# Fuel Line Clamp Size?



## Michael303 (Dec 3, 2015)

I want to add a fuel shut off valve to my Ariens 922008 and while I'm at it I'd like to replace the original fuel line clamps with something that's easier to use. The original wire ones are a pain. 

Can someone tell me what size I need? Is it 10mm? 

What size is the fuel line?

Thanks!


----------



## dbert (Aug 25, 2013)

These work rather well for me.


----------



## bad69cat (Nov 30, 2015)

I prefer the old school screw clamps http://shop.advanceautoparts.com/p/...8-P?navigationPath=L1*14922|L2*15018|L3*15877


----------



## Shryp (Jan 1, 2011)

Ebay has a lot of fuel valves that come with clamps for cheap.


----------



## db130 (Feb 16, 2013)

the typical small engine fuel line inner diameter is 1/4" and the outer diameter is 1/2"

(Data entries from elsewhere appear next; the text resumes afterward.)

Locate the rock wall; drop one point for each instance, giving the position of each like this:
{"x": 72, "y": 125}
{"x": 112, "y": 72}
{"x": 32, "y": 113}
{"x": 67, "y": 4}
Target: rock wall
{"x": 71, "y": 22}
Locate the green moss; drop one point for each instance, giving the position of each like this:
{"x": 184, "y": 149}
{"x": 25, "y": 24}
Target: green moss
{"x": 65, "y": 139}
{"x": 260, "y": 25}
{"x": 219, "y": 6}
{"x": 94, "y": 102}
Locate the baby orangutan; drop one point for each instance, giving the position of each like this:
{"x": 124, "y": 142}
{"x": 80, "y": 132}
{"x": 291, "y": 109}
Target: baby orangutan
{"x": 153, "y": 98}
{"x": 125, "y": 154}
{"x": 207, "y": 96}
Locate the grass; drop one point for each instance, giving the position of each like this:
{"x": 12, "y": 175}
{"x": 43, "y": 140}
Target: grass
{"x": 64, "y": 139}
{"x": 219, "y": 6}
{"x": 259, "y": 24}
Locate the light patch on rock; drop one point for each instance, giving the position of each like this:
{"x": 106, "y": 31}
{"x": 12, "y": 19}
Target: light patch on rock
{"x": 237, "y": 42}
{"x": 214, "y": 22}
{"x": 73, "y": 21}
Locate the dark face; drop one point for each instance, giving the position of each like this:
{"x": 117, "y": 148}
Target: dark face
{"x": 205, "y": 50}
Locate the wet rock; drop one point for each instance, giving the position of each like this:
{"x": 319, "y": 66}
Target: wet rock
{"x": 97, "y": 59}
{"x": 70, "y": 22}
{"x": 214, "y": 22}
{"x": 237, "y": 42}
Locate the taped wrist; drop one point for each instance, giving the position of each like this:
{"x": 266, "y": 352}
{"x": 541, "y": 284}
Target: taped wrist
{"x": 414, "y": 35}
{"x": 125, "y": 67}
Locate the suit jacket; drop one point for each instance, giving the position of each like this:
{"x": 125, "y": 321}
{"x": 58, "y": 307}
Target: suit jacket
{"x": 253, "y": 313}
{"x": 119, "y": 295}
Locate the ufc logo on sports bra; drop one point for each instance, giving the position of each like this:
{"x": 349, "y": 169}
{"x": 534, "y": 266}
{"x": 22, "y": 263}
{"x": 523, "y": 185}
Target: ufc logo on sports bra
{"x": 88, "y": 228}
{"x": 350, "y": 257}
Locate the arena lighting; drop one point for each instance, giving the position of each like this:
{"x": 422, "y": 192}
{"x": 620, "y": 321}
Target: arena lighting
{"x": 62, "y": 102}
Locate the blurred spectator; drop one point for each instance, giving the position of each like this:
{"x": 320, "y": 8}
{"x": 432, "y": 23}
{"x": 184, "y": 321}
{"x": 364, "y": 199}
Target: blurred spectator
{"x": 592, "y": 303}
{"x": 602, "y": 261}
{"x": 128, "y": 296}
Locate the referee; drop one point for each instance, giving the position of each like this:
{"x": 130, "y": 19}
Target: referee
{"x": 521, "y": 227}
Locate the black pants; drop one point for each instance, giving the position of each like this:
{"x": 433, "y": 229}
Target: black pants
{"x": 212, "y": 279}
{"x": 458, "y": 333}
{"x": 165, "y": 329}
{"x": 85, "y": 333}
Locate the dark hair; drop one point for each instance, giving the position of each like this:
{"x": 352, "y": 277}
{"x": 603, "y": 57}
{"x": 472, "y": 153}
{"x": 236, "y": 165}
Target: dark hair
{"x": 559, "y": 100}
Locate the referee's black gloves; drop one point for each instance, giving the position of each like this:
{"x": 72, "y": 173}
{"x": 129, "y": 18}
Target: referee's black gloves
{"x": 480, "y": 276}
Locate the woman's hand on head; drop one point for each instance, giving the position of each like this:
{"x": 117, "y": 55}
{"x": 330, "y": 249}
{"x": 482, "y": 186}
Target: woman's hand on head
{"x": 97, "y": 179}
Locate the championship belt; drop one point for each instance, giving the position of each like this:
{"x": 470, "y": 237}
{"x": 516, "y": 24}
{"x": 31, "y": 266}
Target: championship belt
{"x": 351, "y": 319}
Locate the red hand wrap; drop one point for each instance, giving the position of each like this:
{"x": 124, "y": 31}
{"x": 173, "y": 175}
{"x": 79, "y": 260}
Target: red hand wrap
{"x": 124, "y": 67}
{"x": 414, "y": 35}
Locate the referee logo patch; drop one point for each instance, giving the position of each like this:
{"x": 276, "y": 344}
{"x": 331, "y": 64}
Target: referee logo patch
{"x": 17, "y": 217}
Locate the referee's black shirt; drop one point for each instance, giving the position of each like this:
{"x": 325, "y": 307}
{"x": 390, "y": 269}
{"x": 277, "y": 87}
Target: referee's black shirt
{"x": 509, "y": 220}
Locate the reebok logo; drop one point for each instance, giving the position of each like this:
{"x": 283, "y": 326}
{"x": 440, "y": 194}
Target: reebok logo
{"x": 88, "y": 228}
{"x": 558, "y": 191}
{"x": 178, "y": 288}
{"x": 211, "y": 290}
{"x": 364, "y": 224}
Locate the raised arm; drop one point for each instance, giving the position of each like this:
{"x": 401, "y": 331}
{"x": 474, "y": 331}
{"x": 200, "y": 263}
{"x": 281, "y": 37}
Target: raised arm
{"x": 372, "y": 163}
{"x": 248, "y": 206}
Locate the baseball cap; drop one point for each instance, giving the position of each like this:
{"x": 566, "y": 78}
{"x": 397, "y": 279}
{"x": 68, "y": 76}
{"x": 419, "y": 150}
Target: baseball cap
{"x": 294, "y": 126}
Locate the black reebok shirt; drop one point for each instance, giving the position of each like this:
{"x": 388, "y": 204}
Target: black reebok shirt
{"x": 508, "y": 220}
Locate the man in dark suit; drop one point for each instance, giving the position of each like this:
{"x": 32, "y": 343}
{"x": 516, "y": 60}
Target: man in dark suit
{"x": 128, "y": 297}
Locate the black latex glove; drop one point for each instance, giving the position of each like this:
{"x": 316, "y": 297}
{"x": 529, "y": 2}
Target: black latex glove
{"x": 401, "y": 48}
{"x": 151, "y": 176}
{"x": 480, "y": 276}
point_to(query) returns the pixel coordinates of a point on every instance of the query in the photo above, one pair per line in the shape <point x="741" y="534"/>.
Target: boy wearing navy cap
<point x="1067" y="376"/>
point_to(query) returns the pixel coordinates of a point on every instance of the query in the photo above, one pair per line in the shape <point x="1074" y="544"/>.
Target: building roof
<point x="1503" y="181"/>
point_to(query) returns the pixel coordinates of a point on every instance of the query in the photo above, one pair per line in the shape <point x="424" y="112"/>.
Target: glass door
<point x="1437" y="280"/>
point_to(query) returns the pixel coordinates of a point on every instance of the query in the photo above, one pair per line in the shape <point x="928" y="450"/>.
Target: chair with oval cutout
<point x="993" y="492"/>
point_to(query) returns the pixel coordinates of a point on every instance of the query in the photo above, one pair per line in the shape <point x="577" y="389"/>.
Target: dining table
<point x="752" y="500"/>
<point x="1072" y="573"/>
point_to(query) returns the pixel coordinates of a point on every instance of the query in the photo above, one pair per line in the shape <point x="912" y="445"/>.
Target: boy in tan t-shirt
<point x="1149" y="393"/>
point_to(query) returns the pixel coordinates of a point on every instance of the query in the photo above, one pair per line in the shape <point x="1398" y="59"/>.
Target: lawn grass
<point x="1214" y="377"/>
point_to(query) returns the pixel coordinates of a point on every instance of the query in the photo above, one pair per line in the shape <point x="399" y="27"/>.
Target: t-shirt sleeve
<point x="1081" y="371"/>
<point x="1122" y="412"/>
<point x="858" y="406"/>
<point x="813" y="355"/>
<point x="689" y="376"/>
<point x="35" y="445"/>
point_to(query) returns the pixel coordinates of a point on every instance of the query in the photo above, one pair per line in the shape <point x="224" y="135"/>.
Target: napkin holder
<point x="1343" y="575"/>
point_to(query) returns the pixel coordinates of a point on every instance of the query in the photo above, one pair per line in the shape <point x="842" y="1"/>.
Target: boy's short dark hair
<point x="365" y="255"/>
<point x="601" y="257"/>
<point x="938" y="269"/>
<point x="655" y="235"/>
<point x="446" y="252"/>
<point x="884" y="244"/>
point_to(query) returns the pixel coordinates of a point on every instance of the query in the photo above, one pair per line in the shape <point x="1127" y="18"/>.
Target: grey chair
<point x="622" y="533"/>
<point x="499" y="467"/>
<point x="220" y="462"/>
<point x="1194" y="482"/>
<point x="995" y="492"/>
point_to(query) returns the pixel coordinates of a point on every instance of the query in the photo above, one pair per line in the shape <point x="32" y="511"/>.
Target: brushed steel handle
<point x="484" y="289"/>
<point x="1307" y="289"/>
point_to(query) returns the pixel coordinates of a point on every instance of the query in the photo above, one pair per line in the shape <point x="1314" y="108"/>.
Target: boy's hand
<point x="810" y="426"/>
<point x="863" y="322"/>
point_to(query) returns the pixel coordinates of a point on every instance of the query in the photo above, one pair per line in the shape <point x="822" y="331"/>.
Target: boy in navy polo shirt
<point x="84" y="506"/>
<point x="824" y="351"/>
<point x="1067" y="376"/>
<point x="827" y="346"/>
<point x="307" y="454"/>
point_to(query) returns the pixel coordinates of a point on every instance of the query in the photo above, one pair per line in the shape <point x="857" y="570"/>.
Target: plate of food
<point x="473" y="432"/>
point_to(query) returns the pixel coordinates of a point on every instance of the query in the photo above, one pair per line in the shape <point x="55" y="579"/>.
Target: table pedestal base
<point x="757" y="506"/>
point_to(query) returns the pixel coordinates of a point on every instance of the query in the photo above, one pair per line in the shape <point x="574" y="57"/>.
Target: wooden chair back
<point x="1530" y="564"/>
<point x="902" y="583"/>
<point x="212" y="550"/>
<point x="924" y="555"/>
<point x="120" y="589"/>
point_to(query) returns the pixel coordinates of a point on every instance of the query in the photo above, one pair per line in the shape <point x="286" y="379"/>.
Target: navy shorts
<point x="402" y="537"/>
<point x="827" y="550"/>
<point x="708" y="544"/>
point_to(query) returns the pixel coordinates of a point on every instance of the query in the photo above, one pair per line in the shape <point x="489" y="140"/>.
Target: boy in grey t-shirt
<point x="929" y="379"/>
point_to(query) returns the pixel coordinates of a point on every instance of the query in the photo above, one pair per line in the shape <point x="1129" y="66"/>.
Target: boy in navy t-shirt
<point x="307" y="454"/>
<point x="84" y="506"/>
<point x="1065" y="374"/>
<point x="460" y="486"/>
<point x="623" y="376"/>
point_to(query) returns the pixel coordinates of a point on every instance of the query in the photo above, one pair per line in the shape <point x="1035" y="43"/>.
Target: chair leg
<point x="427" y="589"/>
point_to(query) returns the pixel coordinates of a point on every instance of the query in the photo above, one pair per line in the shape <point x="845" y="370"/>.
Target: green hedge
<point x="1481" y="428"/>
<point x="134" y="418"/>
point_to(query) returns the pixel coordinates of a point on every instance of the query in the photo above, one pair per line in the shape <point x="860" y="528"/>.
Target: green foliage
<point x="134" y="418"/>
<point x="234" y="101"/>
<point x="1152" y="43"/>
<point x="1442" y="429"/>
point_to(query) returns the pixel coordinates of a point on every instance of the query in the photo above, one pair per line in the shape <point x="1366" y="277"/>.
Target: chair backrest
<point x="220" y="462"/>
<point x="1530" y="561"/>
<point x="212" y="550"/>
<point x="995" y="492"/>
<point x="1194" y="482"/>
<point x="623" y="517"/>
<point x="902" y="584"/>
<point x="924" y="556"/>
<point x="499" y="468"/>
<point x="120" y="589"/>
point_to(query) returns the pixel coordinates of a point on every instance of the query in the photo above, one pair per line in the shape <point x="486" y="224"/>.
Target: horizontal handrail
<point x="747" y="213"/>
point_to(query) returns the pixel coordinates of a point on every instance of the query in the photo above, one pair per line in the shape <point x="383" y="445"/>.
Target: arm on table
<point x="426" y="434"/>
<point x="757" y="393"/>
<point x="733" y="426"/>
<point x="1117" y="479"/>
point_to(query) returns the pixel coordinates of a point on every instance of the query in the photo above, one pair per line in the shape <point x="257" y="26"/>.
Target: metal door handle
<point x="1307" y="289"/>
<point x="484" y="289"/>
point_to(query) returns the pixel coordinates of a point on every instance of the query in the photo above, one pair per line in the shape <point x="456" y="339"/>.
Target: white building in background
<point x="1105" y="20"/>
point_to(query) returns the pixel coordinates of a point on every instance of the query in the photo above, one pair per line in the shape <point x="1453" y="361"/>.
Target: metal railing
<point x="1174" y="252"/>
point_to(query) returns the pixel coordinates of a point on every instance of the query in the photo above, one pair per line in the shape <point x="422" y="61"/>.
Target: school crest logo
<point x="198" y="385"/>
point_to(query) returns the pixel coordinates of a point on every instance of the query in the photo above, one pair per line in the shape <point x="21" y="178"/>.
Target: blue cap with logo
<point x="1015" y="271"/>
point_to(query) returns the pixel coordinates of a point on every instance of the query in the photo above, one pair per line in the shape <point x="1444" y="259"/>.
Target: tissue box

the small gear clamps that advertise as being able to clamp down to 1/4" - i usually buy tose.

i prefer gear clamps as some of my snowblowers use clear fuel lines that tend to have a smaller-than-normal outer diameter.


----------



## Michael303 (Dec 3, 2015)

Thanks for the feedback, everyone, and thanks for the details, db130.



db130 said:


> the typical small engine fuel line inner diameter is 1/4" and the outer diameter is 1/2"
> 
> the small gear clamps that advertise as being able to clamp down to 1/4" - i usually buy tose.
> 
> i prefer gear clamps as some of my snowblowers use clear fuel lines that tend to have a smaller-than-normal outer diameter.


----------